Moody’s affirms Sime Darby

Moody's Investors Service said it affirmed the Baa1 issuer rating of Sime Darby Plantation Sdn Bhd. and Baa1 senior debt rating on the sukuk issued by Sime Darby Global Bhd., concluding the review for downgrade that began Feb. 3. The outlook is stable.

The review began after Sime Darby Global’s previous obligor, Sime Darby Bhd., announced plans to demerge and list its plantation and property businesses separately on Bursa Malaysia.

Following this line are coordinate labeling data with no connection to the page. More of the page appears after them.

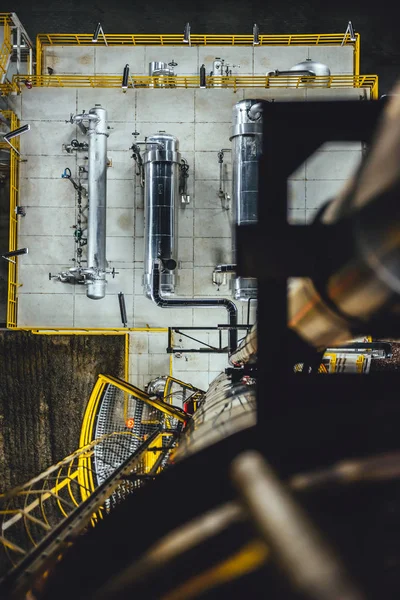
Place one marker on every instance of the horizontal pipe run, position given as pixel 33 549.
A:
pixel 200 302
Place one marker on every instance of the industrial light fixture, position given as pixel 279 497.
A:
pixel 186 34
pixel 256 35
pixel 349 31
pixel 97 32
pixel 125 78
pixel 7 255
pixel 15 133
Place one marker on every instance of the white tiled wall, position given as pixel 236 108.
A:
pixel 201 119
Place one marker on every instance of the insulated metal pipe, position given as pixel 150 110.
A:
pixel 191 302
pixel 97 192
pixel 161 161
pixel 246 140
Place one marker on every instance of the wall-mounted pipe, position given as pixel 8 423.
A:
pixel 161 167
pixel 246 150
pixel 199 302
pixel 93 275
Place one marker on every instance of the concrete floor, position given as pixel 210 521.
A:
pixel 201 119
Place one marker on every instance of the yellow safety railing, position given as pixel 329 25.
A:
pixel 29 512
pixel 85 39
pixel 232 82
pixel 13 225
pixel 91 413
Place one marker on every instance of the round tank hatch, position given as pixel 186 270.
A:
pixel 316 68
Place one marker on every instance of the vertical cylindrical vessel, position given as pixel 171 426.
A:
pixel 246 150
pixel 97 192
pixel 161 160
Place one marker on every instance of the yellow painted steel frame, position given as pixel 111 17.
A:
pixel 13 226
pixel 87 430
pixel 234 82
pixel 85 39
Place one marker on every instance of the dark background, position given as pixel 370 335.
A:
pixel 377 23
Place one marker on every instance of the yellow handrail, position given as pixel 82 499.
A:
pixel 196 39
pixel 13 225
pixel 133 39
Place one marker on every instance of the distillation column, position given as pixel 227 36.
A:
pixel 246 150
pixel 161 162
pixel 97 190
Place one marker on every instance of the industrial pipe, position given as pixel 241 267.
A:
pixel 94 124
pixel 161 164
pixel 199 302
pixel 246 150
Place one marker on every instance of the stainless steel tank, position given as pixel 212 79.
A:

On May 23, Sime Darby Bhd. announced the completion of the cash repurchase of $627.9 million sukuk, out of $800 million, issued by Sime Darby Global Bhd. and the novation of the remaining $172.1 million sukuk – $49.6 million due 2018 and $122.5 million due 2023 – and change in obligor from Sime Darby Bhd. to Sime Darby Plantation.

Moody’s said the cash repurchase of the tendered sukuk was funded by a $430 million bridge facility at Sime Darby Plantation's level and with cash balances of Sime Darby Bhd. Hence, the amount of debt allocated to Sime Darby Plantation totaled about $600 million.

The ratings affirmation reflects that the debt allocation on the dollar sukuk and the drawdown of bridge financing remains in line with the agency’s expectation, such that the company is on track to achieve improvement in its financial metrics over the next 12 to 18 months.